Replicating data in Linked Data is able to improve data availability and performances of federated query engines. Existing replication-aware federated query engines mainly focused on source-selection and query decomposition in order to prune redundant sources and reduce intermediate results thanks to data-locality.

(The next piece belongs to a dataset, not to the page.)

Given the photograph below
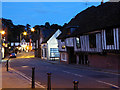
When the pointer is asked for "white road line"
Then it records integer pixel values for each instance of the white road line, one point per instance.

PeNeLoop is a novel parallel join operator that exploits replicated data to improve query execution time. Instead of pruning replicated data sources, PeNeLoop exploits these sources for parallel execution of join operators. We implement PeNeLoop in the federated query engine FedX[1] with the replicated-aware source selection Fedra[2].
Dataset and queries
We use one instance of the Waterloo SPARQL Diversity Test Suite (WatDiv)[3] synthetic dataset with 10^5 triples. We generate 50 000 queries, with subject and object unbounded and predicate bounded, from 500 templates. Then, 100 queries are randomly picked to be executed against our federations. Generated queries are STAR, PATH and SNOWFLAKE shaped queries, we use the DISTINCT modifier and include at least one join.
Queries used during the experiments are available here.
We compare the query execution time with FedX, FedX+Fedra and FedX+Fedra+PeNeLoop in federations of 10, 20 and 30 endpoints. We use a timeout of 1800s. Queries that failed to deliver an answer due to an error are excluded from the final results.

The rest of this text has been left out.